Chiude l'ospedale giudiziario di Secondigliano, a 4 anni dalla legge è caos

21 dicembre 2015 ore 15:35, Americo Mascarucci
Chiude l'ospedale giudiziario di Secondigliano, a 4 anni dalla legge è caos
Chiude i battenti l’ospedale psichiatrico giudiziario di Secondigliano in virtù dell'entrata in vigore della legge del 2012 che prevede la chiusura dei manicomi criminali e la loro sostituzione con le Rems, residenze per l'esecuzione della misura di sicurezza sanitaria. 
Le nuove strutture sono di competenza regionale e quindi la loro realizzazione sul territorio spetta alle Regioni.

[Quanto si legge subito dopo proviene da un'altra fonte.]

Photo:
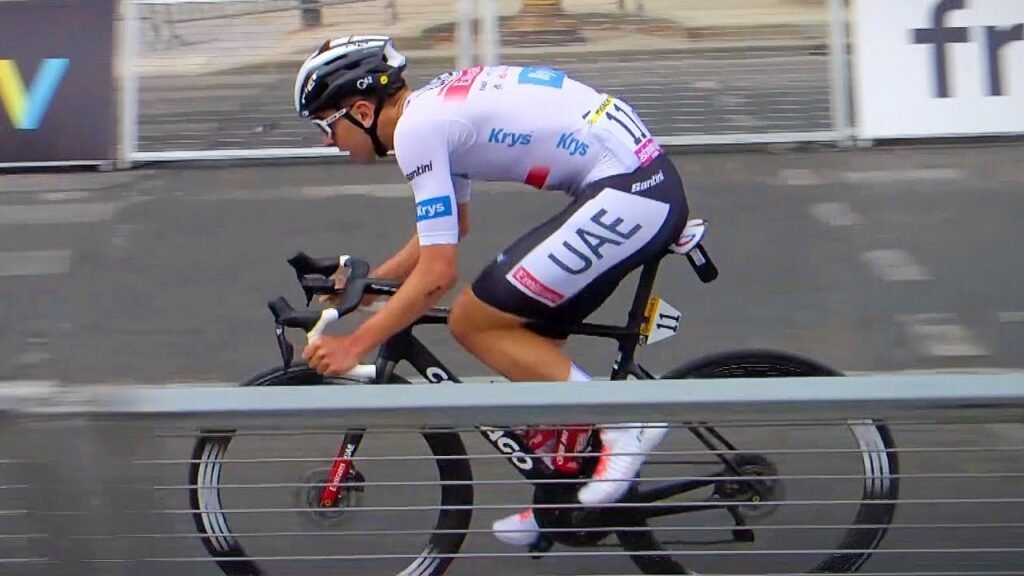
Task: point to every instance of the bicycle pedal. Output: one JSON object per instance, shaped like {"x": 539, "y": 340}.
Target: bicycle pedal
{"x": 541, "y": 546}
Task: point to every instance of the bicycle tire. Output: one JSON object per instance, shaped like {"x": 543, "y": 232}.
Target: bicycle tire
{"x": 881, "y": 490}
{"x": 455, "y": 513}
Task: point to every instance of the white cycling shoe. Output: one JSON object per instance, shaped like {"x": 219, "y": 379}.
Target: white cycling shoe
{"x": 624, "y": 451}
{"x": 517, "y": 530}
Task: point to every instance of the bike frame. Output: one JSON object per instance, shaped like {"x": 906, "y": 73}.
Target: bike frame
{"x": 406, "y": 346}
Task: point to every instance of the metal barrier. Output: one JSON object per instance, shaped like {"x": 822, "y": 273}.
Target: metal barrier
{"x": 96, "y": 480}
{"x": 217, "y": 84}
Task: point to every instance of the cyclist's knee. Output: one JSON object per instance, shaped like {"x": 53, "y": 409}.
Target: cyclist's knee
{"x": 461, "y": 318}
{"x": 470, "y": 317}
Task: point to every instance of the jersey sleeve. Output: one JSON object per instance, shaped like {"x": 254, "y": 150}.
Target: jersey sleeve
{"x": 422, "y": 149}
{"x": 462, "y": 188}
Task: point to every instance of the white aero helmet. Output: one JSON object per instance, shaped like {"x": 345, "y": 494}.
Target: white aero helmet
{"x": 351, "y": 66}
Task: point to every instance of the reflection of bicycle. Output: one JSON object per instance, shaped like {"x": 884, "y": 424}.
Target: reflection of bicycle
{"x": 744, "y": 486}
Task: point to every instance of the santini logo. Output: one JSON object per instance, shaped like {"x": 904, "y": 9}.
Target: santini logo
{"x": 27, "y": 108}
{"x": 511, "y": 139}
{"x": 433, "y": 208}
{"x": 649, "y": 182}
{"x": 419, "y": 171}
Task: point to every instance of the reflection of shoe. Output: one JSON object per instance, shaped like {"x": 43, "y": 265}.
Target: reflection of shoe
{"x": 518, "y": 529}
{"x": 624, "y": 451}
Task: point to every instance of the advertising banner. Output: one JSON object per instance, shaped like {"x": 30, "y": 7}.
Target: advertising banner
{"x": 930, "y": 68}
{"x": 56, "y": 81}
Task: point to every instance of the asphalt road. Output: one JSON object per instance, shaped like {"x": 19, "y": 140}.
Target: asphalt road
{"x": 868, "y": 260}
{"x": 682, "y": 94}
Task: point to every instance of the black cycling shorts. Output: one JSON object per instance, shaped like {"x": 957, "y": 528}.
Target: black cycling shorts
{"x": 563, "y": 270}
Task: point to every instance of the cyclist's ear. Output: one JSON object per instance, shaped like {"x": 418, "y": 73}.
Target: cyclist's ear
{"x": 363, "y": 110}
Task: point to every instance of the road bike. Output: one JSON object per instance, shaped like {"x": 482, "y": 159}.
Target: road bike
{"x": 743, "y": 482}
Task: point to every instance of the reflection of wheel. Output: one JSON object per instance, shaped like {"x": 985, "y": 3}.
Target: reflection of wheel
{"x": 308, "y": 495}
{"x": 211, "y": 518}
{"x": 875, "y": 457}
{"x": 759, "y": 486}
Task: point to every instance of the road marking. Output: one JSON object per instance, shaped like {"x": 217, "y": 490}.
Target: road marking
{"x": 65, "y": 196}
{"x": 889, "y": 176}
{"x": 1011, "y": 317}
{"x": 58, "y": 213}
{"x": 940, "y": 335}
{"x": 835, "y": 213}
{"x": 793, "y": 176}
{"x": 37, "y": 262}
{"x": 895, "y": 265}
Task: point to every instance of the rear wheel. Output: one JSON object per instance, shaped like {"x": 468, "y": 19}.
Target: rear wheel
{"x": 209, "y": 494}
{"x": 766, "y": 487}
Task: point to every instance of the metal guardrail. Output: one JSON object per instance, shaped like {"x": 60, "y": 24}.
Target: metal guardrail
{"x": 102, "y": 480}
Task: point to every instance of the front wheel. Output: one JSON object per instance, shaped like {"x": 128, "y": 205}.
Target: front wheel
{"x": 832, "y": 518}
{"x": 276, "y": 517}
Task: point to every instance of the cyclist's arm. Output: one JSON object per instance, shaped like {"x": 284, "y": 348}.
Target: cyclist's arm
{"x": 401, "y": 263}
{"x": 422, "y": 150}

In realtà però a quattro anni di distanza dall'entrata in vigore della legge gli ospedali psichiatrici continuano ad ospitare i detenuti malati di mente perché le Regioni, tanto per cambiare, si sono trovate del tutto impreparate a realizzare i nuovi centri. 
Ad oggi sono soltanto 22 le strutture realizzate.
Pertanto diversi ospedali sono ancora in attività ad iniziare da quelli di di Montelupo, Castiglione delle Stiviere, Barcellona Pozzo di Gotto, Aversa e Reggio Emilia per i quali al momento è impossibile stabilire una data per la chiusura. Gli enti locali hanno ricevuto circa 50 milioni di euro per edificare ed organizzare i nuovi centri che, per legge, non possono ospitare più di 20 persone. In Italia al momento ce ne sono 22, un numero insufficiente ad assorbire i 689 detenuti con problemi psichici ospiti degli opg alla data dell'uno aprile di quest'anno, giorno in cui formalmente i cosiddetti manicomi giudiziari hanno smesso di esistere. Pertanto a partire dal primo aprile di quest'anno nessun detenuto può più essere ristretto in queste strutture. Ci sono dunque da ricollocare ad oggi circa 160 detenuti tuttora ricoverati negli ospedali psichiatrici di fatto "fuorilegge" mentre per circa 450 si è già provveduto al trasferimento nei nuovi centri. 
Da oggi dunque dalla lista degli ospedali psichiatrici ancora in attività va cancellato quello di Secondigliano, definitivamente chiuso anche a causa delle gravi carenze strutturali in cui versava.

"Siamo davanti a una svolta anche culturale - dice Roberto Piscitello, magistrato e direttore generale dei detenuti e del trattamento del Dipartimento dell'Amministrazione Penitenziaria - perché gli internati con problemi mentali saranno trattati soltanto da un punto di vista sanitario e non penitenziario. Ci troviamo davanti all'abbandono del concetto di custodia tradizionale, tanto che le strutture sono di diretto controllo del Servizio Sanitario Nazionale e non del Dap". 
In ambienti giudiziari si vedono, invece, più le ombre che le luci di una riforma che, dicono alcuni magistrati, "non ha tenuto conto della realtà. Ora ci troviamo a dover gestire anche casi di detenuti ritenuti pericolosi - spiegano - che non possiamo mandare in carcere e neppure nelle Rems perché sono sature".